- Ravi Swami
A Duo of Rohmer Shorts, 1962, 1964
Currently curated on Criterion Channel is a series of early formative Éric Rohmer shorts and I find myself irresistibly drawn to his films for their simplicity, possibly as a refuge from a lot of contemporary cinema, and they have the effect of a "reset", focussed as they are on basic human relationships and being devoid of the cinematic frills and image fetishization that characterize so many films.
The first of Rohmer's "Six Moral Tales", "The Bakery Girl of Monceau" stars long-time Rohmer collaborator Barbet Shroeder as a young man who can't quite summon the courage to chat up an attractive woman that he and his friend spot on a regular basis in various Parisian locations that they frequent, in spite of his friend's urging.
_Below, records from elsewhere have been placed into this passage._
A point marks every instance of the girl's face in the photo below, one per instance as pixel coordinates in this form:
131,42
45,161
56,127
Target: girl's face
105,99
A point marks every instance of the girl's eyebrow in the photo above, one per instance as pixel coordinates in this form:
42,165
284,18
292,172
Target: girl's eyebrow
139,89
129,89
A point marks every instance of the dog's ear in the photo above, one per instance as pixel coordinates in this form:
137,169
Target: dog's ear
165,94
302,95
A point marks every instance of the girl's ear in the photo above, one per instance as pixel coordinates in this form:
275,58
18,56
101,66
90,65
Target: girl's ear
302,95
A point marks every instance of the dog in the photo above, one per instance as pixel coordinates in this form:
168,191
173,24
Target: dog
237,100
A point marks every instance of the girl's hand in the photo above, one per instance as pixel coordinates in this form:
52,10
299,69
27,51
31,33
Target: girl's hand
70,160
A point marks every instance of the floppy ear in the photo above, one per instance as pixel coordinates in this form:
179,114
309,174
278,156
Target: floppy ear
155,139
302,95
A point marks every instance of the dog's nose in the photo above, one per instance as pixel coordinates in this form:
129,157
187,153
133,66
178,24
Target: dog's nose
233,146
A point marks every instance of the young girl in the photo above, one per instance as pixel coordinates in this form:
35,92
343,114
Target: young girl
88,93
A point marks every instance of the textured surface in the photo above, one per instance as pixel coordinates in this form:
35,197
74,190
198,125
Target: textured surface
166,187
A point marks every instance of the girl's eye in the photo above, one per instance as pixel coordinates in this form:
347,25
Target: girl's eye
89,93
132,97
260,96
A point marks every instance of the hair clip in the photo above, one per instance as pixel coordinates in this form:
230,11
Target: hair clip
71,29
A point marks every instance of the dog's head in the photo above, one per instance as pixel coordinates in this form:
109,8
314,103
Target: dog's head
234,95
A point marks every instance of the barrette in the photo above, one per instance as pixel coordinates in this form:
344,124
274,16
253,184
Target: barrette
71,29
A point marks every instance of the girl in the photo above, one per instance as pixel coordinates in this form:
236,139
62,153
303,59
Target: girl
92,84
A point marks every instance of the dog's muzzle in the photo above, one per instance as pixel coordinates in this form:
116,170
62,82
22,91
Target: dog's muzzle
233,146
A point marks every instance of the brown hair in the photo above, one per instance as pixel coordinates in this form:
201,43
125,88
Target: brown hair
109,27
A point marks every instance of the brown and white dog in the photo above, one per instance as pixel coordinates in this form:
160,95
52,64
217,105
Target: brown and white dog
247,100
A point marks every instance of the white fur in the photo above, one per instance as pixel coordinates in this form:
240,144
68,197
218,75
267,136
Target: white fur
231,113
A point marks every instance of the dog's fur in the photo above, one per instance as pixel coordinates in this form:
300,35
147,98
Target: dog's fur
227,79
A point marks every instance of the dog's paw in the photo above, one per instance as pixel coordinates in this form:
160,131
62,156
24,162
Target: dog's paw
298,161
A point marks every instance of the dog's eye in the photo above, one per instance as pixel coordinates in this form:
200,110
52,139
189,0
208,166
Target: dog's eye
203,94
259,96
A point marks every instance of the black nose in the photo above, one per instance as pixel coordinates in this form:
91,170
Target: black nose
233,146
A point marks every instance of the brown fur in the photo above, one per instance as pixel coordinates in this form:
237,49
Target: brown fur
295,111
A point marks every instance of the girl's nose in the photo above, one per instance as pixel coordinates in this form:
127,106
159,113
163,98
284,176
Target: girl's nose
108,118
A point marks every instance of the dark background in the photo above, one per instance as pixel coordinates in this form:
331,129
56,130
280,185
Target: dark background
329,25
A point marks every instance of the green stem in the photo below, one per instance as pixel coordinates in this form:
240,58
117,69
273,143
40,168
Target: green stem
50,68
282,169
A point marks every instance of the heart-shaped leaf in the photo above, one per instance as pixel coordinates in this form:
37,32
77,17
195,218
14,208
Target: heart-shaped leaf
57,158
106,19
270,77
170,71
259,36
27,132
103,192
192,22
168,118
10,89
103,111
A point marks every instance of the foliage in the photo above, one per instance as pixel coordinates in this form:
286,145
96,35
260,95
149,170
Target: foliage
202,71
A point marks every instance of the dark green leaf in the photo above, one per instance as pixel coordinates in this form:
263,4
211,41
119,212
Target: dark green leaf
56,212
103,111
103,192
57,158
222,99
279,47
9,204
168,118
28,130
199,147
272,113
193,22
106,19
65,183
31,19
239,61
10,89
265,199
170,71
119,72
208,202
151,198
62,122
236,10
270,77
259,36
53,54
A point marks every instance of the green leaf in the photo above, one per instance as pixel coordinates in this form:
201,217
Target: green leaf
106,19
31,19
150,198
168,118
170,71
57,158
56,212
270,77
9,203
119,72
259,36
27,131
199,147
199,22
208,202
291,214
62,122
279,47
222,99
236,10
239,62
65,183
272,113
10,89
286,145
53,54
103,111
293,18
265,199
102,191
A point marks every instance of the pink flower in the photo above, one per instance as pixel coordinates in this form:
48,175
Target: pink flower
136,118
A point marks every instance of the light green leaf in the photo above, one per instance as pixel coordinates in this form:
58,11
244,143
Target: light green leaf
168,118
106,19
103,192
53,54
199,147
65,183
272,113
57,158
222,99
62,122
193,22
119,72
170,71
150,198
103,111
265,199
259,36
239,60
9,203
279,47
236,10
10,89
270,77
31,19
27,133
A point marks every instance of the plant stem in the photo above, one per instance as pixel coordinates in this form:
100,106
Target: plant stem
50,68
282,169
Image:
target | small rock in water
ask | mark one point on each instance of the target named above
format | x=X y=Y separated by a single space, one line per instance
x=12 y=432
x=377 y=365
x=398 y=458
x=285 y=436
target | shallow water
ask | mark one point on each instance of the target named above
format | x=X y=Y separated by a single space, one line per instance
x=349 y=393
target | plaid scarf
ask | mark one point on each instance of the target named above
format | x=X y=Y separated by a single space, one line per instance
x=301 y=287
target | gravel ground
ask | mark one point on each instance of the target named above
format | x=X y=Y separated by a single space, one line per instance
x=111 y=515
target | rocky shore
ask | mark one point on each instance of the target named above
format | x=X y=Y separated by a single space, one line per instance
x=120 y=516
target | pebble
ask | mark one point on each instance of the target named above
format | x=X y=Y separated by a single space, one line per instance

This sets off a series of attempts to "accidentally' cross paths which eventually bear fruit of sorts when he manages to actually talk to her after following her through the streets to her apartment.
However, things don't go to plan and one of his regular haunts is a local bakery where he catches the eye of the young woman behind the counter, or rather the reverse, we are never sure since their interactions involve a lot a game-playing and furtive eye-contact as he spends longer each time he visits, mulling over the choice of patisserie to buy.
Having by now given up all hope of meeting the young woman he had seen in the streets earlier, he rather callously decides to pursue the shop assistant in the bakery and after cornering her when her manager is elsewhere he persuades her to meet him on a date, to which she reluctantly agrees.
Things take a turn however when he stops her in the street one morning during her delivery of baguettes and makes physical overtures, which she rejects saying that she is too young for a relationship with him.
Now discouraged, he then meets the woman he saw before who is now on crutches due to a sprained ankle and finally manages to find an excuse to talk to her, which leads to an invitation to lunch and then marriage, and it is on this note that the film ends.
To say that the plot is banal would be an understatement but then it's also a marked contrast to the very contrived narrative of many films and of course, given the theme, it's really about moral ambiguity.
In addition to this, viewed retrospectively and in the context of the "Me Too" movement, Schroeder's character's behavior - while indicative of men's attitudes to women at the time and perhaps still - of following a woman down the street and "hitting" on a less experienced younger woman, seems like very dubious behaviour, something noted in an earlier review of the Italian Commedia Al'Italiana, "Alfredo, Alfredo", made some years later and suggesting that attitudes had changed little since Rohmer's film.
As a total contrast, "Nadja in Paris" follows the titular character as she navigates her life as a student in an international "Lycée" in Paris - like the earlier film, it uses the device of an overlaid first-person narrative, something that evolved into a recurring element in Rohmer's later films.
Nadja is young, free and independent and is not in a relationship that we are aware of - she frequents bars and chats freely to men and engages in conversation with older arty types, finally reflecting on her sense of freedom and of embracing opportunities like education that were unavailable to an earlier generation of women.
Although the film feels like a contrived narrative - it is filmed like a documentary following the life of a young 20th Century Parisian woman so we are never really sure if "Nadja" is a real person or if we are watching an actress playing her - in fact it was the result of a chance meeting by Rohmer,with Nadia Tesich - who plays herself in the film - a Yugoslavian student in 60's Paris and later, an author of a series of novels and the director of a film.